While it has signed up to the concept of extending Russian sanctions to fit the year-end implementation deadline for the Minsk ceasefire deal, Paris is open to a potential rollback as soon as June, diverging from European partners such as Lithuania, Poland and the UK.

"If the Russians respect the Minsk commitments there could be an easing of the sanctions," Mr Fabius said. "If there were violations, then sanctions must be rolled over or even amplified." An attack on the Azov sea port of Mariupol would be such a trigger.

Seeking to set itself apart from the US and, to a lesser extent, the UK is part of a French diplomatic tradition started by Charles de Gaulle. But in the past decade, Washington and London have suffered from the fallout of the war in Iraq. They have lost goodwill in the Middle East and are held back by wary public opinions.

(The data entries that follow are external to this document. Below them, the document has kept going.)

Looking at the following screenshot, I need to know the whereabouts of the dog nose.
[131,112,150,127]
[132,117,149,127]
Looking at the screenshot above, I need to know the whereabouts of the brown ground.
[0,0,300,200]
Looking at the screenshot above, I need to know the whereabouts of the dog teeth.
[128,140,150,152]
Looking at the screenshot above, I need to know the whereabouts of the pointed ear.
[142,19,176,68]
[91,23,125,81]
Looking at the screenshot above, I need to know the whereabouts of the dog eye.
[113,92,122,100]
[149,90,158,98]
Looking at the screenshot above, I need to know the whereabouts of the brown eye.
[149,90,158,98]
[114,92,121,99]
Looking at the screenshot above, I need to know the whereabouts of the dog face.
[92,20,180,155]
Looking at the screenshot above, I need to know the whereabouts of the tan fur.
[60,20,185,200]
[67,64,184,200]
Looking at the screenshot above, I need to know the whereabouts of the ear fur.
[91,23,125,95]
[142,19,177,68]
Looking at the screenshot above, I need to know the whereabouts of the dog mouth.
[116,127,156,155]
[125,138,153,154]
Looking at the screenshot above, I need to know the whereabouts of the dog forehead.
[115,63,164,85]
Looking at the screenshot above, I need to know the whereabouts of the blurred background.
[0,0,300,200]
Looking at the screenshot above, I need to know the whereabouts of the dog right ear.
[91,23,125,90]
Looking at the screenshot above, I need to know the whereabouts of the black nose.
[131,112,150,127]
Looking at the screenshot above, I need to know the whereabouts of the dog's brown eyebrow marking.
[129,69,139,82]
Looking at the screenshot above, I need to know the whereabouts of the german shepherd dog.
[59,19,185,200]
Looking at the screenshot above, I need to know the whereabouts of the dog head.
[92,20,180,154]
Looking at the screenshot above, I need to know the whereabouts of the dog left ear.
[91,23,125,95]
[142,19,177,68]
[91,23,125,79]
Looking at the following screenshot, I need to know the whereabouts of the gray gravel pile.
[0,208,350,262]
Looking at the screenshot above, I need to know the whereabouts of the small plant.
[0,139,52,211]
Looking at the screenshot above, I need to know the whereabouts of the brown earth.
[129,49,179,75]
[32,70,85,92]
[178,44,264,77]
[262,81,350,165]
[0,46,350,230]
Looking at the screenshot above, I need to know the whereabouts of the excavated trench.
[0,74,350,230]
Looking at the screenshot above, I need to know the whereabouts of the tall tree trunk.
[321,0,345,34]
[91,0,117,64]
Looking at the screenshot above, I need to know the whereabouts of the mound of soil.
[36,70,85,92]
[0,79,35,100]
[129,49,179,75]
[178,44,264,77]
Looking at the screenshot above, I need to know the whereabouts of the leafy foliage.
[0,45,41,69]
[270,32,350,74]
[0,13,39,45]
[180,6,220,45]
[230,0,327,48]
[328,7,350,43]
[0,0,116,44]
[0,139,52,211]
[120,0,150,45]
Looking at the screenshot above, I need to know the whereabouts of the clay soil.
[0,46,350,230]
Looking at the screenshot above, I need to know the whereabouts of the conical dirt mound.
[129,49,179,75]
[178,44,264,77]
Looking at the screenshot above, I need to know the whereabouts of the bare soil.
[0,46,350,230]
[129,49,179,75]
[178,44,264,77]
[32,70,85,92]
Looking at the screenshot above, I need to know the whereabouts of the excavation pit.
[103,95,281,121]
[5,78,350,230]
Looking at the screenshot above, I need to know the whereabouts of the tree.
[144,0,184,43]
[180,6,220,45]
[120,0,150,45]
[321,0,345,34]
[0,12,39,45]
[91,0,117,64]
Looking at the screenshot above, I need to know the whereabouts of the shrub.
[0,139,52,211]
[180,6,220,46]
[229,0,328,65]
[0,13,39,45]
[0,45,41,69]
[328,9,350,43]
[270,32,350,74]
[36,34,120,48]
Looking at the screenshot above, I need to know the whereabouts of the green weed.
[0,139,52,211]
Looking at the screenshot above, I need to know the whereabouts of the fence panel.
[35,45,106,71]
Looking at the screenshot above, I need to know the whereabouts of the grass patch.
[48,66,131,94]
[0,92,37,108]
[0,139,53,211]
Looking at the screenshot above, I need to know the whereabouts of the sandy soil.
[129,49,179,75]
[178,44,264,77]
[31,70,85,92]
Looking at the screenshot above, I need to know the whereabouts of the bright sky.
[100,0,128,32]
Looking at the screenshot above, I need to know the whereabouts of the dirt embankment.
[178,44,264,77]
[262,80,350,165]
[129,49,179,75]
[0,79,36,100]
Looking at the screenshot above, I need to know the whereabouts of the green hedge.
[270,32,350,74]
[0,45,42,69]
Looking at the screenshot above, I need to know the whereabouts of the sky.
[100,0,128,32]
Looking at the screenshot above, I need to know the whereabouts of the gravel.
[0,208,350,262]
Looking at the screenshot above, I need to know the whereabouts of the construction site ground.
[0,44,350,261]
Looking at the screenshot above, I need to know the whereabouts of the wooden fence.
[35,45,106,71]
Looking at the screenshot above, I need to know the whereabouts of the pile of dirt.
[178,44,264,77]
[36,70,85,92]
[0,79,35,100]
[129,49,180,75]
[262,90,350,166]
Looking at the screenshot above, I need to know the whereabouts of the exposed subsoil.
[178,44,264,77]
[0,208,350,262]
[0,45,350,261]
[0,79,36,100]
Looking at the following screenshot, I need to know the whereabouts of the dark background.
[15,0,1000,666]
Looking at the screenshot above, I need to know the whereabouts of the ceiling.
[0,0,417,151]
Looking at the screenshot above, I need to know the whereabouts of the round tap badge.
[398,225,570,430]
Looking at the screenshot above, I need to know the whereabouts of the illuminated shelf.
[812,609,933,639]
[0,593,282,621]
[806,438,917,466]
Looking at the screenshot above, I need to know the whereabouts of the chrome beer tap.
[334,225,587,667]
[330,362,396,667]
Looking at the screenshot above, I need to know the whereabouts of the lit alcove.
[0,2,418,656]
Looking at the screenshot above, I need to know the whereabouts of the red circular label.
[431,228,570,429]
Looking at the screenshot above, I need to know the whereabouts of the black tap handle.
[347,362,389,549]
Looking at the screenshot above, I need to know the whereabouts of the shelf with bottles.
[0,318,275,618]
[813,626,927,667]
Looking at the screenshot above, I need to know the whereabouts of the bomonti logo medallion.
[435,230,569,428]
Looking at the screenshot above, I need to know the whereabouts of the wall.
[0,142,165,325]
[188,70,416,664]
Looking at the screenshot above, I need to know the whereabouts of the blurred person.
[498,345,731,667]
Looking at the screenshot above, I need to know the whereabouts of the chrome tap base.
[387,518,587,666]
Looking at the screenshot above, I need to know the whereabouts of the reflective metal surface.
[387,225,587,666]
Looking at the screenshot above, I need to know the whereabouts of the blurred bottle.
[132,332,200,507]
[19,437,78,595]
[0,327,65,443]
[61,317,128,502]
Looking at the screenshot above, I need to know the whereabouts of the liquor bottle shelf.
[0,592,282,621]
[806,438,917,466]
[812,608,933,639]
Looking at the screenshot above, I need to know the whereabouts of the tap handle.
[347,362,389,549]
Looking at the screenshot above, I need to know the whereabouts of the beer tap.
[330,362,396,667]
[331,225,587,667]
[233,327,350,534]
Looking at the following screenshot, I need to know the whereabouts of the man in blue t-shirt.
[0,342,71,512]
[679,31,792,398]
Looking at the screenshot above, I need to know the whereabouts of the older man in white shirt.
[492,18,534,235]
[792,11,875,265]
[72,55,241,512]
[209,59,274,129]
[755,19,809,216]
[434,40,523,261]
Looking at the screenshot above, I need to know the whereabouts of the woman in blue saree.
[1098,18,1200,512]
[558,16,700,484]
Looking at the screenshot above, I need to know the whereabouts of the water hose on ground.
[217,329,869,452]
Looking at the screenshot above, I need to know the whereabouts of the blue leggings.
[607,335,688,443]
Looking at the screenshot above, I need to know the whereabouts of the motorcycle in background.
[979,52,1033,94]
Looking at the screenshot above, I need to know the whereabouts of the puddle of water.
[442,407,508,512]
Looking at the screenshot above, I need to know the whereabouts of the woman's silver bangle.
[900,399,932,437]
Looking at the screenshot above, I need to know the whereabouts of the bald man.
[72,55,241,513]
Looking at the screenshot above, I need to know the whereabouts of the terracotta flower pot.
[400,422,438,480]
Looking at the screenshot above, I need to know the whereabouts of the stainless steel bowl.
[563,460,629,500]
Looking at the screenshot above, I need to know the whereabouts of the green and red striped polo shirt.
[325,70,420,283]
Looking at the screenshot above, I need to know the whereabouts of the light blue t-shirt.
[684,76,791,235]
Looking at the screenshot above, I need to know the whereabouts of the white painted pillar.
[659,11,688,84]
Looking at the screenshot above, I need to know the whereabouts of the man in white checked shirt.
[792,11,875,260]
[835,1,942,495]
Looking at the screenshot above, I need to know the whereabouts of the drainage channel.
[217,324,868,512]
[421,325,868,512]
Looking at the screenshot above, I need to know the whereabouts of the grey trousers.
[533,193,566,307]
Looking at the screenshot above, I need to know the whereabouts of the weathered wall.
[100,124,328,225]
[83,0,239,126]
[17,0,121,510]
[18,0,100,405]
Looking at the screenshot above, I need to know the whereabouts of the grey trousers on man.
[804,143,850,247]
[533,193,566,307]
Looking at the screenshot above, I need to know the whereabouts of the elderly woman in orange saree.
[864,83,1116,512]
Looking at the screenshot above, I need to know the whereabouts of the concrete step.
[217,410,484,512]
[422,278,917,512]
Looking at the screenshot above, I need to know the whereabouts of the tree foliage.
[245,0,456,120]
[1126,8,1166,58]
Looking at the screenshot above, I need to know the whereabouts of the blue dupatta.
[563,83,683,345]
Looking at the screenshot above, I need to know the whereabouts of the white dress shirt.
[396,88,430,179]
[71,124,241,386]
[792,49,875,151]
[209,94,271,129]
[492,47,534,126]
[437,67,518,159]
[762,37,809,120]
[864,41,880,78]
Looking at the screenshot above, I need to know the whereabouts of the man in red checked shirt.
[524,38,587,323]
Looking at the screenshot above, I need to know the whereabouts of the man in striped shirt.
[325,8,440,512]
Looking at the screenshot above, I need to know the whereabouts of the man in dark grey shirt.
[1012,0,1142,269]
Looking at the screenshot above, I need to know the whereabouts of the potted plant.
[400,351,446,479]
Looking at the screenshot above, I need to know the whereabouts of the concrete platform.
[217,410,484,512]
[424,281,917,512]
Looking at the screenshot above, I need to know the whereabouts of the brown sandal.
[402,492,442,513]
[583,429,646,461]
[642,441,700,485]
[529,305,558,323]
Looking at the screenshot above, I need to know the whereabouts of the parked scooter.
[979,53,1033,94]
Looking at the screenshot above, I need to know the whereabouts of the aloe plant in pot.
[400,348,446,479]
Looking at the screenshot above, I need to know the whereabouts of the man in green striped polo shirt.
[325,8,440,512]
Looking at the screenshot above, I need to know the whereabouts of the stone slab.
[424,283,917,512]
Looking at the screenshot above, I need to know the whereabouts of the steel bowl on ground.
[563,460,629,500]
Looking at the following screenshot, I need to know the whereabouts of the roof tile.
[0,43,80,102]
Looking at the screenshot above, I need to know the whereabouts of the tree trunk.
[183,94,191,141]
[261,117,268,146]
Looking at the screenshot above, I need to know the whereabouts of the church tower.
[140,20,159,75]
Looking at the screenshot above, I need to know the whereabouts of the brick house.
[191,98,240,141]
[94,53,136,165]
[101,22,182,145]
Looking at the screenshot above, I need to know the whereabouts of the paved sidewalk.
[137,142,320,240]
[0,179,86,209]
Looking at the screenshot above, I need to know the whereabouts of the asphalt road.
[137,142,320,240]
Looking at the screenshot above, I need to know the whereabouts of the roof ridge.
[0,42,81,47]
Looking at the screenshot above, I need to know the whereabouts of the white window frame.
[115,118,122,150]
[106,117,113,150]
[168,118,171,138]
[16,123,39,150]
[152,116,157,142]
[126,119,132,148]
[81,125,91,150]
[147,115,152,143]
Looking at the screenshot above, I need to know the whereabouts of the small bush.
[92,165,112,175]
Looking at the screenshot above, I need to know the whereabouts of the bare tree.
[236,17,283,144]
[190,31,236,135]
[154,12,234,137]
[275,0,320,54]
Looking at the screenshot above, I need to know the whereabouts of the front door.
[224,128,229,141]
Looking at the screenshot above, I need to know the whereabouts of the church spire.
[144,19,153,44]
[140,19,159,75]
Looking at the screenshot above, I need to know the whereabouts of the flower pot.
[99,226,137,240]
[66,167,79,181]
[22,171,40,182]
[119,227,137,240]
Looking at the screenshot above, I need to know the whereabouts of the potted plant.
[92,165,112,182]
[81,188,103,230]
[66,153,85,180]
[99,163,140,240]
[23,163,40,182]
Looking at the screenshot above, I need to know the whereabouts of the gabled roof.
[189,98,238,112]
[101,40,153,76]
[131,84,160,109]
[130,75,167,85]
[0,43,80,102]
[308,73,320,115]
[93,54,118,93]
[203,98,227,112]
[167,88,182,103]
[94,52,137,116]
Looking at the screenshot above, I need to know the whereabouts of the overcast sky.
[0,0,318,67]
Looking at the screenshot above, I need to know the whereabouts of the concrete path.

This is providing France with an opportunity to get closer to Arab powers, according to Dominique Moisi, founder of the French institute for International Relations.

Libya's civil war, and the country's emergence as a hotbed of extremists, is also high on Mr Fabius's priority list. Asked whether Paris would send troops to help stabilise the country if a peace deal can be brokered, he said France's activism had its limits and urged other powers to step up if needed.

"We can't be present everywhere," he said. "France does not have the vocation, nor the means, to be Africa's policeman."

Mr Fabius is also keen to revive peace talks between Israel and the Palestinians. France's initiative could take the form of a new UN resolution based on the pre-1967 borders, according to people with knowledge of the matter.

"We think that soon, not within days but soon, we will need to start things over," Mr Fabius said. "What will be the international framework? Some say a UN resolution. Yes. And a conference. Why not. We need to agree on timing with [US secretary of state] John Kerry. There are other issues to deal with. One negotiation should not hurt another, but at the same time, there's always a lot going on, so the risk is we never find the time."

Asked if such a process could start after an Iranian nuclear deal with Tehran, he said with a smile: "We'll see. Those are the subtleties of diplomacy."